Networked, fast-paced business

The answer lies in an increasingly interconnected, fast-paced and competitive business environment. As the complexity and the evolving flat, borderless world are a relatively new phenomenon, organisations fail to gauge the impact of risks and their velocity. The common mistakes of organisations include ruling out seemingly improbable situations, overestimating their crisis management ability, ignoring early warnings and responding slowly.

However, organisations now realise that they should take risk management seriously, even putting it centre stage.

In India, risk management is an evolving function, with many companies facing peculiar challenges on this front. A survey by KPMG in 2011 gave insights on where companies fall short in addressing risks. Two things that stood out were that managing risks is fundamental to achieving business objectives; and risk management is a continuous process that has to be imbibed into the organisation's culture and DNA.

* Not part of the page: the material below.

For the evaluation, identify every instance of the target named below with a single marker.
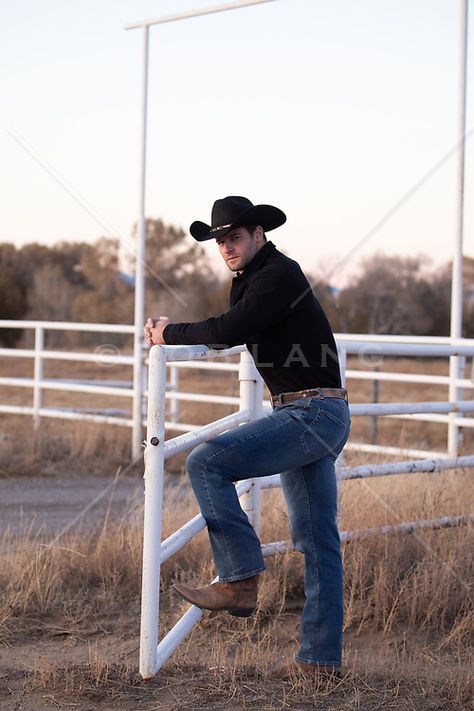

Company boards should involve themselves more deeply in the organisation's strategy than they currently do. Board members should astutely question the strategy and seek information on the management's implementation. Boards should use techniques such as scenario analysis to gauge the impact of unforeseen events such as political tensions in the sourcing country, and regulatory changes on the organisation's business. Such exercises will not only add value to the management's strategy but also help it chalk out backup plans for difficult times.

Organisations should have a structured approach to risk management. Their risk management practices should be proactive and not merely follow a “tick-in-the-box” approach. This is important because a force-fitted and poorly integrated practice will lead to risk management existing only on paper and not in spirit. A case in point is fraud prevention, where proactive risk management would call for mechanisms such as a whistleblower policy, process controls and so on.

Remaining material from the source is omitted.